Polars Pivot Dataframe an count the cumulative uniques ID

I have a polars dataframe that contains and ID, DATE and OS. For each day i would like to count how many uniques ID are until that day.

import polars as pl
df = (
    pl.DataFrame(
        {
            "DAY": [1,1,1,2,2,2,3,3,3],
            "OS" : ["A","B","A","B","A","B","A","B","A"],
            "ID": ["X","Y","Z","W","X","J","K","L","X"]
        }
    )
)

Desired Output:

shape: (3, 3)
┌─────┬─────┬─────┐
│ DAY ┆ A   ┆ B   │
│ --- ┆ --- ┆ --- │
│ i64 ┆ i64 ┆ i64 │
╞═════╪═════╪═════╡
│ 1   ┆ 2   ┆ 1   │
│ 2   ┆ 2   ┆ 3   │
│ 3   ┆ 3   ┆ 4   │
└─────┴─────┴─────┘

It should looks like this, because on day 1, the are 3 values and 3 ID . On day 2 the ID "X" its reapeted with the same OS so, the columns A remains the same, and the other 2 are different so add 2 to B. On day 3, the ID X its reapeated with A, and the other 2 are different, so it sums again over each column.

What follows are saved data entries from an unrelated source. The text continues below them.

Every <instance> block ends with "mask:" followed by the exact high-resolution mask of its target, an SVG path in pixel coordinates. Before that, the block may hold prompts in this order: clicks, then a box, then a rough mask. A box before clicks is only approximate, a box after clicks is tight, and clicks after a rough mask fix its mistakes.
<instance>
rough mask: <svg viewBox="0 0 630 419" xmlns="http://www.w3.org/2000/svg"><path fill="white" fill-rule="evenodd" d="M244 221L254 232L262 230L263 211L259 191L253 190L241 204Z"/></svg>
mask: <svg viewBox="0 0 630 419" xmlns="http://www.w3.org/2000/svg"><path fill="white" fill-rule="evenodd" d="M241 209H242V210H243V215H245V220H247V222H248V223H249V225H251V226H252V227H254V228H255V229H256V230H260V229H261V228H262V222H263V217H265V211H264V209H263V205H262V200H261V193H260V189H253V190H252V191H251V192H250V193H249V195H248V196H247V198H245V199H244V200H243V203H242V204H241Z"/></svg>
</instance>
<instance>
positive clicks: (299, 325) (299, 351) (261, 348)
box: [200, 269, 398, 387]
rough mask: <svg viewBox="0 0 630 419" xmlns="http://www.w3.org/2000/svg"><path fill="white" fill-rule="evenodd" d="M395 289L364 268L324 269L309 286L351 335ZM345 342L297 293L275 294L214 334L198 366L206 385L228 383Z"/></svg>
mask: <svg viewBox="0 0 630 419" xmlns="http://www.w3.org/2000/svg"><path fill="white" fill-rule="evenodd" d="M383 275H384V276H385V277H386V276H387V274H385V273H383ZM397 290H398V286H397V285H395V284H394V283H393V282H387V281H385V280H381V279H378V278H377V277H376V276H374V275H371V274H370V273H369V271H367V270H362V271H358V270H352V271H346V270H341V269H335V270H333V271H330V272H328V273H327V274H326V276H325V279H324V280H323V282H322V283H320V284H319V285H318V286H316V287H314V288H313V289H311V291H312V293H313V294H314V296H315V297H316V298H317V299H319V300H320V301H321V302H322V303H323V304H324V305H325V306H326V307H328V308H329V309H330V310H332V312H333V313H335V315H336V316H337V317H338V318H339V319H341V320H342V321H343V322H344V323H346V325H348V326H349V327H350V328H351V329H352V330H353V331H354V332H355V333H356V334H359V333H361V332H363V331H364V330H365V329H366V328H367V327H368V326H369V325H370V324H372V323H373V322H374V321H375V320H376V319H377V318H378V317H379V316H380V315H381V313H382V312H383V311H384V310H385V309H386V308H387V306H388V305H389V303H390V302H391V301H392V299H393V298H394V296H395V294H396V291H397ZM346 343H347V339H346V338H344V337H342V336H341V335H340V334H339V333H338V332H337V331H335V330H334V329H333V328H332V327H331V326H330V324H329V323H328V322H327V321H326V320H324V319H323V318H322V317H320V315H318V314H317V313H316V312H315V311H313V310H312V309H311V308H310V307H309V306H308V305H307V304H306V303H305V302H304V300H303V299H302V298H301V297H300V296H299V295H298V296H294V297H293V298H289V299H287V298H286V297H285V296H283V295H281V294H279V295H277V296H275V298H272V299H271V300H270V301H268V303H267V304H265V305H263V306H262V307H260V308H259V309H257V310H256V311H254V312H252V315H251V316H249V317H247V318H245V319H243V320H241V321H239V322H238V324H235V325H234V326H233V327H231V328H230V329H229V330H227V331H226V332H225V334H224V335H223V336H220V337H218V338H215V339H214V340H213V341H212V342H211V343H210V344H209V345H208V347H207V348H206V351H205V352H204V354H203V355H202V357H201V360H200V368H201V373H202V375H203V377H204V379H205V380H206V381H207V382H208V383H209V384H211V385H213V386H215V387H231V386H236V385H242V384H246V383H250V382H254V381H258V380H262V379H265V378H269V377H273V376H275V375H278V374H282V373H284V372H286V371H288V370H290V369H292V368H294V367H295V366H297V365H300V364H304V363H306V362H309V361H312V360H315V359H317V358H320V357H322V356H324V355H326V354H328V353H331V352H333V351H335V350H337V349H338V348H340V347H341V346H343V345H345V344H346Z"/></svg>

I think it could be solved with an approach like the following:

(
    df
    .pivot(
        index="DAY",
        on="OS",
        aggregate_function=(pl.col("ID").cum_sum().unique())
    )
)

Solution

You can use Expr.is_first_distinct mark each of the first distinct entries of 'ID' within each 'OS'. Then you can pivot those results and take their cumulative sum.

import polars as pl
df = (
    pl.DataFrame(
        {
            "DAY": [1,1,1,2,2,2,3,3,3],
            "OS" : ["A","B","A","B","A","B","A","B","A"],
            "ID": ["X","Y","Z","W","X","J","K","L","X"]
        }
    )
)

print(
    df
    .with_columns(pl.col('ID').is_first_distinct().over('OS'))
    .pivot(
        index='DAY',
        on='OS',
        aggregate_function=pl.col('ID').sum()
    )
    .with_columns(pl.exclude('DAY').cum_sum())
)
# shape: (3, 3)
# ┌─────┬─────┬─────┐
# │ DAY ┆ A   ┆ B   │
# │ --- ┆ --- ┆ --- │
# │ i64 ┆ u32 ┆ u32 │
# ╞═════╪═════╪═════╡
# │ 1   ┆ 2   ┆ 1   │
# │ 2   ┆ 2   ┆ 3   │
# │ 3   ┆ 3   ┆ 4   │
# └─────┴─────┴─────┘